R: Eso es. Trapiello dice que la poesía es un atajo a la verdad. La poesía se dirige a la verdad como una flecha a la diana. Cuenta Juan Antonio González-Iglesias que Palladio Rutilio Tauro escribió los trece libros de su Opus agriculturae en prosa, pero que, al llegar, al tratado sobre los injertos, se pasó al verso, porque era una materia delicada y sutil.

P: ¿Usted empezó a escribir poesía por eso mismo?

R: Quizá lo hacía para mantener ese tono García-Máiquez que usted ha dicho antes: la gratitud, la alegría. La poesía es mi forma de dar las gracias. Y también mi forma, aunque esa condición la comparte ahora con los aforismos, de restañarme ciertas heridas. Coincido con Mario Quintana en eso de que "el sufrimiento de los poetas es muy relativo. Pues si un poeta consigue un día expresar sus dolores con toda felicidad, ¿cómo podría ser infeliz? Que el viejo Camoens lo diga con sus inmortales penas de amor. ¡Sus felices penas de amor!" Pongamos un ejemplo personal extremo: padezco un suceso doloroso y eso provoca un poema como "De amicitia"… La traición de aquel amigo la doy, si no por bien pagada, casi sí, en el poema.

P: Habla de este carácter curativo de la poesía en un poema llamado "Álbum". Leyéndolo y reflexionando después sobre él, pensaba que puede no ser así. Que quien sufre y escribe sufre dos veces. Sufre sufriendo y luego sufre escribiendo.

R: Para mí escribir se parece mucho a hacer surf.
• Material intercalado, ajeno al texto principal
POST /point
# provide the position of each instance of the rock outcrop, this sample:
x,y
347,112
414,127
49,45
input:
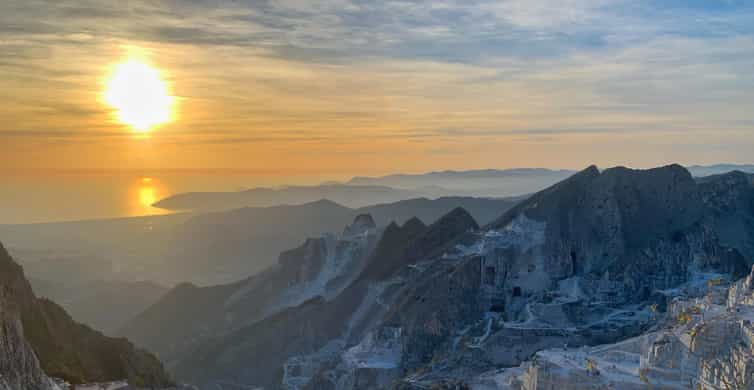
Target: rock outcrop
x,y
596,259
40,338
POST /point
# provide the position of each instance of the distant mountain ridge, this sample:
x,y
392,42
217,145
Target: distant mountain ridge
x,y
248,240
349,195
361,191
594,259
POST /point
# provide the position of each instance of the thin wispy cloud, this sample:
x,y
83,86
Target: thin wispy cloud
x,y
355,71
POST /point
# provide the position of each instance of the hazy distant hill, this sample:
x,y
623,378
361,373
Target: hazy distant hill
x,y
363,191
595,259
348,195
62,347
484,182
707,170
103,305
225,246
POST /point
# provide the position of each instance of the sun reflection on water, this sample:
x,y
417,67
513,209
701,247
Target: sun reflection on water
x,y
145,192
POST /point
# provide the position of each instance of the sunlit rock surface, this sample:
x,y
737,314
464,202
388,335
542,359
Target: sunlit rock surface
x,y
609,259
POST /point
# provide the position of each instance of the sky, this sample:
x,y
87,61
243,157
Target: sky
x,y
372,87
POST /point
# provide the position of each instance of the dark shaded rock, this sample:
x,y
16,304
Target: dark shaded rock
x,y
72,351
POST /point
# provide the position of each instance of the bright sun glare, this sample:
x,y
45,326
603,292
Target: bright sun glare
x,y
139,95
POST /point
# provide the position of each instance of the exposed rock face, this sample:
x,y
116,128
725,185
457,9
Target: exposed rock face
x,y
707,343
19,366
593,260
320,267
62,348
La ola te lleva. Yo no sufro escribiendo. La emoción de dar con las palabras exactas me exalta. 

P: ¿Qué cinco poemas suyos salvaría de una quema?

R: Creo que "Sin fin", "Hacer el muerto", "Cántico de las cosas" ―porque fue mi primer poema―, "Misterios de la poesía" ―porque recoge el poder consolador de la poesía― y "Otra autobiografía", donde me recuerdo que me he equivocado en todo salvo en las tres cosas que yo más quería: Dios, Leonor y mis amigos.